Activists are currently protesting against Austrian oil company OMV’s exploratory drilling in the remote arctic waters of Norway’s Barents Sea. The protest is happening 300 kilometers north of the Norwegian city Hammerfest, where the rig Transocean Spitsbergen is searching for new sources of oil far above the Arctic Circle.
Greenpeace Activists from Germany, Hungary, Austria and Norway, based on the nearby Greenpeace ship Arctic Sunrise, held banners with the message “No Arctic Oil”, while a similar message was displayed on a LED Banner hanging off the Arctic Sunrise itself. With this protest the environmental organization is bearing witness to ongoing oil drilling in the Arctic, despite the potentially huge environmental risks associated with such reckless drilling operations.
Lukas Meus, Arctic Campaigner from Greenpeace Austria,said: “This exploration rig is just one example that showcases the ongoing threat to the Arctic coming from oil companies. Despite the fact that big companies like Shell have withdrawn from arctic areas like Alaska after spending billions and billions of dollars failing to find any oil, there are others like OMV who are sneaking into the far north under the cover of darkness, hiding the fact from the public that they are risking major damages to the environment. That´s why the Arctic Sunrise is here: to expose OMV’s reckless attempts to find oil in these freezing arctic waters.”
OMV started its exploration drilling in January 2016, right in the middle of the fearsome arctic winter. Storms, sub-zero temperatures and long periods of darkness make even the simplest of operations extremely difficult. OMV is totally unprepared for a worst-case accident and an oil spill would have a huge impact on this fragile area, including the nearby nature reserve of Bear Island, which is only located 180 kilometers away from the drilling side. The island is not only home to the largest bird colonies of the northern hemisphere, but it also gives shelter to seals, wales and polar bears. „Oil drilling is always risky. But by drilling in the depths of the arctic winter, OMV, a company with almost zero experience so far north, has taken risk taking to a ludicrous extent,” says Meus.
Oil spills in the Arctic can trigger disastrous consequences. So far there is no effective method of removing oil spilled in ice-covered water. Furthermore – due to the cold temperatures – the natural degradation of oil takes longer than in warmer areas of the world. An oil spill could therefore harm the Arctic in the long run.

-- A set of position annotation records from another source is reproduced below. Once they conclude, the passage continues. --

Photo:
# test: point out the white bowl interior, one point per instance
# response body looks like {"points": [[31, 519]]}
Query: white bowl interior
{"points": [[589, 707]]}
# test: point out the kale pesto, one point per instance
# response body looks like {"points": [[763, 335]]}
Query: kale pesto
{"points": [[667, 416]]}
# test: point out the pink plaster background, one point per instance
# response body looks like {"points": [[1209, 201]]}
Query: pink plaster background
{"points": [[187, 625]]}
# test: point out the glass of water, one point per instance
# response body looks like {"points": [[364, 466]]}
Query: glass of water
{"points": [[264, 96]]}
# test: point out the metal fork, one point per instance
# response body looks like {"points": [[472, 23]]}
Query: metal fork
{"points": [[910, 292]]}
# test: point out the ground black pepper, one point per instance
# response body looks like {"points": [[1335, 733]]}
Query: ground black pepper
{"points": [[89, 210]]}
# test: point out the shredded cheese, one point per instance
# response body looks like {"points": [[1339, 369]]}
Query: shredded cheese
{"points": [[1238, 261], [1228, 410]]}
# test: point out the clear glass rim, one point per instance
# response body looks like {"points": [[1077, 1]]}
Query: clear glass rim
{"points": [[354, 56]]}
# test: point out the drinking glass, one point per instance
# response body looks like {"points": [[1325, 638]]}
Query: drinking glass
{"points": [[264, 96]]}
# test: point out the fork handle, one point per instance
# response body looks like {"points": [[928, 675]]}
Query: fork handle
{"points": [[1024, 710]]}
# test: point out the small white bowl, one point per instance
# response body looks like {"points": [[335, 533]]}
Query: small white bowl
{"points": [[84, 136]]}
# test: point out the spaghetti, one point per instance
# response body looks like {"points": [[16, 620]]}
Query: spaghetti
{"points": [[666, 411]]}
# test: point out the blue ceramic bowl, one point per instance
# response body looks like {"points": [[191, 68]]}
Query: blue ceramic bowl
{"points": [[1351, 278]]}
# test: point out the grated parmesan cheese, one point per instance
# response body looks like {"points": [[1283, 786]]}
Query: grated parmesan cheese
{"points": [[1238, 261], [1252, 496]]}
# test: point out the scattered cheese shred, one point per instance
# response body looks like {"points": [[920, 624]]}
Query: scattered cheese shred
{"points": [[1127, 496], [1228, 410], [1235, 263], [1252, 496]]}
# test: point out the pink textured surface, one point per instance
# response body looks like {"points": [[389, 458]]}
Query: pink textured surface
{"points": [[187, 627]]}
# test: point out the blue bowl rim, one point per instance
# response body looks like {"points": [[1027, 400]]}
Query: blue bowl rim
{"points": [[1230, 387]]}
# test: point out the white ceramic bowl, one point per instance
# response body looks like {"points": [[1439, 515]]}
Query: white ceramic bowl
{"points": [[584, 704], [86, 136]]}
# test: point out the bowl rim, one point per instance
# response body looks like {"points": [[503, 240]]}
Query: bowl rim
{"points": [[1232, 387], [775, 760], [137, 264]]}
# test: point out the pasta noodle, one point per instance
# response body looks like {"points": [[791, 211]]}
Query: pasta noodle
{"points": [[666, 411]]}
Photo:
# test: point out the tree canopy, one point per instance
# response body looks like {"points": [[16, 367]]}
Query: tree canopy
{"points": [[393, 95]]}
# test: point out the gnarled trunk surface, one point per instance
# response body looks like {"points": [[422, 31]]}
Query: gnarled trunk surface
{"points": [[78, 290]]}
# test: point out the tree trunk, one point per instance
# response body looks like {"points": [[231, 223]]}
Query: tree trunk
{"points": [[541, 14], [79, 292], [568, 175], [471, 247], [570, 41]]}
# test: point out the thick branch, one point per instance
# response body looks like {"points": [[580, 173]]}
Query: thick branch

“Greenpeace is calling for an end to oil drilling operations and to destructive fisheries in the icy waters of Arctic. More than 7.5 million people around the world have already joined Greenpeace in calling for the creation of a protected Global Sanctuary around the North Pole that would be off-limits to oil companies and reckless fishing fleets. OMV and all other oil companies finally need to take responsibility and leave the remote, icy waters of the Arctic for good,” concludes Meus.